The rally up from the February 2010 $1,044 lows has been a large "Wave 3" structure which is not yet complete. We have completed 3 of the required 5 waves for this structure, and the current correction is a 4th wave. This pattern looks like what I call or Elliott termed a "3-3-5" pattern. This means you see 3 waves down, 3 waves up, and then 5 waves down to complete the correction. Note below the chart I sent my subscribers several days ago forecasting a possible pivot at $1310:
Now, as you can see above we did end up dropping back down from $1,345 an ounce to $1,310 last week and pivoted higher. This confirms a possible 4th wave bottom after a 7-8 week correction period. This type of movement works off the overbought sentiment levels of traders. In addition, we had the exchanges increasing position limits in the New Year and caused some additional liquidation selling.

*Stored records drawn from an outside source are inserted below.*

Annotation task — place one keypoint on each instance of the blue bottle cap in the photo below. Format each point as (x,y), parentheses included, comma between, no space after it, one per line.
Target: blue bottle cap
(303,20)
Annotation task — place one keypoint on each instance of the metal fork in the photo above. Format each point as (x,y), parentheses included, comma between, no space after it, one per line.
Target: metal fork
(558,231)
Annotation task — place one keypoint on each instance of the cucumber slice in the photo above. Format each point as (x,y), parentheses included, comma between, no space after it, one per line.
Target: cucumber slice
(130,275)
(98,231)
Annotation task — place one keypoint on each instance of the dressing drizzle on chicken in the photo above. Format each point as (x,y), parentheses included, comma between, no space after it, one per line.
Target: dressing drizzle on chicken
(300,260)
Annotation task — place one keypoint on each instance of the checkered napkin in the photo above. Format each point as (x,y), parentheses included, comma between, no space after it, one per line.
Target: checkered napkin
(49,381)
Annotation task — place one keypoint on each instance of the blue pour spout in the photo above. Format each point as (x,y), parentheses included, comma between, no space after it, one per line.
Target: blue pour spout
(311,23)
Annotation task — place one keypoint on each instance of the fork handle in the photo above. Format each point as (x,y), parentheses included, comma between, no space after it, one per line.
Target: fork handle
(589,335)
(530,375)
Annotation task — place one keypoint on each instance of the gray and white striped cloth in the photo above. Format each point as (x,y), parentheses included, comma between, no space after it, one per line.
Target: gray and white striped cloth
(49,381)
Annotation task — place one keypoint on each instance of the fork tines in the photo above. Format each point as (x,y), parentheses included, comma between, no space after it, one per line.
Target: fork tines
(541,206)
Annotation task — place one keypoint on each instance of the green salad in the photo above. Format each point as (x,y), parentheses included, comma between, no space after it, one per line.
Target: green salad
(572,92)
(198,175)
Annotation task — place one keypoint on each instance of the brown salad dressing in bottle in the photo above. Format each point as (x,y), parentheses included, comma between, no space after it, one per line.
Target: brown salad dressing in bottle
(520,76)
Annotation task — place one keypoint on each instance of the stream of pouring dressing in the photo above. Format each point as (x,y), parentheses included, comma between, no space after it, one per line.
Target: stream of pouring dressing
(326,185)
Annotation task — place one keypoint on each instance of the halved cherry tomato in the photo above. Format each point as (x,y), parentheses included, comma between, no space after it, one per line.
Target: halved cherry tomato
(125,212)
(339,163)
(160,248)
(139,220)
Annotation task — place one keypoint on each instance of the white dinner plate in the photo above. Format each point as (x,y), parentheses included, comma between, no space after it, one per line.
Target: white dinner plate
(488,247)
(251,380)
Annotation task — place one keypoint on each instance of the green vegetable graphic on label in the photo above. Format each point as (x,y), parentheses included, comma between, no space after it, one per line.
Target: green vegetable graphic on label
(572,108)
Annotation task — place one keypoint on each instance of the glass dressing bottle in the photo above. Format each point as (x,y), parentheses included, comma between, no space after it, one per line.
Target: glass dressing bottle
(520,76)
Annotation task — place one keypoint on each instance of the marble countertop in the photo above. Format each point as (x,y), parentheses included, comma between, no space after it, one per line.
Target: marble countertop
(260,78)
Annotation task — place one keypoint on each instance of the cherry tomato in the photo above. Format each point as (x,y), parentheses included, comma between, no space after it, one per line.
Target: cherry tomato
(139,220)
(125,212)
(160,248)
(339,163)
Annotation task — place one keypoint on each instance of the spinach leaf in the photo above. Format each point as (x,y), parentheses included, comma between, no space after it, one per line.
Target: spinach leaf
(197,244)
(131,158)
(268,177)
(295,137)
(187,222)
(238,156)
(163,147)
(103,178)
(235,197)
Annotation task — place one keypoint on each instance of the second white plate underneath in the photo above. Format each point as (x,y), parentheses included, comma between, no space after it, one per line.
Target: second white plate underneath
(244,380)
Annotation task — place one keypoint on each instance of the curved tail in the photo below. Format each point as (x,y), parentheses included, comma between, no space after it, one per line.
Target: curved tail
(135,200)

The long term views now are for $1287 to hold as a worst case bottom in this 4th wave, and the 5th wave to begin if it has not already to over $1,500 per ounce at the next interim highs. I expect this could take quite a few months before we can even consider attacking the $1430 areas, but in time we should climb back above that wall. See my updated long term Elliott Wave based chart below. The general advise for traders is to take a long position with a stop at $1285, but add to your position on any tests of $1310 and down to $1287.
Gold is in a 13 Fibonacci year bull market. This is much like the Tech Stock bull from 1986-1999 in fact, and this would be similar to 1997 in the Tech Bull, still a lot of room on the upside to come for both Gold and Gold Stocks yet. The Fibonacci 8 year period ended around $905 last August, which is when I forecasted a huge 5 year bull run in gold and gold stocks to commence. Don't fall off the wagon on the shakeouts.